What's wrong with the expression “meant to be”? Well, nothing, really. The problem lies in the flippant way it is often used – and the mindset behind that use. Let's call it “lottery thinking.” If it's meant to be, you'll win the jackpot. But until then, you'll keep buying tickets, hoping that today is your lucky day. You'll wait for something to happen, for your life to improve. And you'll keep waiting.
Instead of using “lottery thinking”, let's use decisive thinking. Let's do something, instead of waiting to see what happens to us during our lifetimes. And instead of looking for signs of things “meant to be”, let's look for ways to improve our own lives and the lives of others...then take action. You'd be amazed by what you could accomplish if you didn't let “lottery thinking” hold you back.

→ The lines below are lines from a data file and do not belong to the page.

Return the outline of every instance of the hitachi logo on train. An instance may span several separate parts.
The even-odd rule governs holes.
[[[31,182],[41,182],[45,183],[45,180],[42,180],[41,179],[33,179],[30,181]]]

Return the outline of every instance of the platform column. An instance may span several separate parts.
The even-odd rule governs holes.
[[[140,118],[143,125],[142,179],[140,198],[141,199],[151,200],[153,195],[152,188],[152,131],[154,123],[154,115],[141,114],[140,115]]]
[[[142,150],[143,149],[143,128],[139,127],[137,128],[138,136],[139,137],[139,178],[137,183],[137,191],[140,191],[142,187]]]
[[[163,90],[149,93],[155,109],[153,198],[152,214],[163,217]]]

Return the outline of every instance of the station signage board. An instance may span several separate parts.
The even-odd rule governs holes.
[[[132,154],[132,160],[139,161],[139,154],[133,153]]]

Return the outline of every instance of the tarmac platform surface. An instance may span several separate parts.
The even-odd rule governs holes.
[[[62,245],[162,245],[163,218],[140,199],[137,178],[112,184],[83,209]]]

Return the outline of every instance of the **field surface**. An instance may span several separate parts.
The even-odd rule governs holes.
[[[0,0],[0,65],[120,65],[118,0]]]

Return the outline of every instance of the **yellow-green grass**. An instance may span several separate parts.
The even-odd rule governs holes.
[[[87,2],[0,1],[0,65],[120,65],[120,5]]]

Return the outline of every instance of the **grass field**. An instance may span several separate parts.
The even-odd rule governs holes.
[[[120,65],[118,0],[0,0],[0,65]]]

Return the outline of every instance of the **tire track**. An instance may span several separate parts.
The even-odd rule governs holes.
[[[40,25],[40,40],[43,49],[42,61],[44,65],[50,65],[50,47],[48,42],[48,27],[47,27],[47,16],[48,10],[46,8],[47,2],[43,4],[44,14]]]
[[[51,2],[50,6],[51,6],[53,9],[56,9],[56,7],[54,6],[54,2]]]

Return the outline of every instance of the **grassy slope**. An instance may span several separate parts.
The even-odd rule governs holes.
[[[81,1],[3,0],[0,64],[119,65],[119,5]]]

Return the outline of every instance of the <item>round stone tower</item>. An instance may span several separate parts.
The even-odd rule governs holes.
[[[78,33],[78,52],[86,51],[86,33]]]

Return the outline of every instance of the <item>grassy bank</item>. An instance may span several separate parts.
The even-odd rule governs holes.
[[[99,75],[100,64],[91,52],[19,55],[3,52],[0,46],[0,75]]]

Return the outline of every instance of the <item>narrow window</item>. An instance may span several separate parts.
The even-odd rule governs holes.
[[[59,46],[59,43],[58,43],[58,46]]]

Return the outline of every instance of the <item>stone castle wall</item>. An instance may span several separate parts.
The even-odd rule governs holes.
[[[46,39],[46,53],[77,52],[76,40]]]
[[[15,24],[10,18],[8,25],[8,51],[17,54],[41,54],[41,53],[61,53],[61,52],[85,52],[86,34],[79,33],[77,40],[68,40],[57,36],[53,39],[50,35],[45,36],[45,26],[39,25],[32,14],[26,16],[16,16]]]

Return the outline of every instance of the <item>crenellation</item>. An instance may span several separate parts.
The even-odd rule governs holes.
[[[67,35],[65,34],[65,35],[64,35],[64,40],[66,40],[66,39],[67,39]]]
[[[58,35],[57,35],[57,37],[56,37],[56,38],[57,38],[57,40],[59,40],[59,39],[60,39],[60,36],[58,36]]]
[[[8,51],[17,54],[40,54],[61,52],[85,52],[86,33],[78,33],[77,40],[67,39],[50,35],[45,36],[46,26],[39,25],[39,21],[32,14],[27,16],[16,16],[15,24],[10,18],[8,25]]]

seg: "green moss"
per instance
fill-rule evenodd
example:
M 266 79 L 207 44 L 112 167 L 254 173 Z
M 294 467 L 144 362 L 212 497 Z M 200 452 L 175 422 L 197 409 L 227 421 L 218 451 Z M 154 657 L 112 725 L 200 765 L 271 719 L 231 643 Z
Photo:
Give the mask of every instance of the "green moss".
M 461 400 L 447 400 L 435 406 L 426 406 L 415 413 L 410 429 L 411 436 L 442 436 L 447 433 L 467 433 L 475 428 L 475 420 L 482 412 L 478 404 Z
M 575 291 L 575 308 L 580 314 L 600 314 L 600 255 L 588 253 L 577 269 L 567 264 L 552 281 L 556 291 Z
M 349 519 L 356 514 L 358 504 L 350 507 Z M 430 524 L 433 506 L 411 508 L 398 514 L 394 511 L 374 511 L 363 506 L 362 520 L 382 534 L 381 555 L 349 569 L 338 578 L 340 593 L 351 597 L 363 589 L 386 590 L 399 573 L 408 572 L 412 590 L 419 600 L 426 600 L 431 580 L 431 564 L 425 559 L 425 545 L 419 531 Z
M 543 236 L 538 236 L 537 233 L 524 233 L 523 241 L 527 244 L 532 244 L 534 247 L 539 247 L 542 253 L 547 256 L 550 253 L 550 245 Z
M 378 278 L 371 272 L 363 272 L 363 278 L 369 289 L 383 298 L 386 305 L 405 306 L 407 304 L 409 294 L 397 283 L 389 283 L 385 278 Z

Sure, “lottery thinking” can be fun. It makes you feel special when you imagine that such-and-such happened because it was meant to be... just for you. But this warm fuzzy feeling is a poor substitute for experiencing success gained through smart decisions and plain hard work.
Let's stop missing out in life because of hesitancy and indecision. If something is really meant to be, it'll happen. But we shouldn't hold our breath until it does. Otherwise, we might end up leading rather boring lives – and telling ourselves that the reason nothing ever happens is because it just isn't meant to be.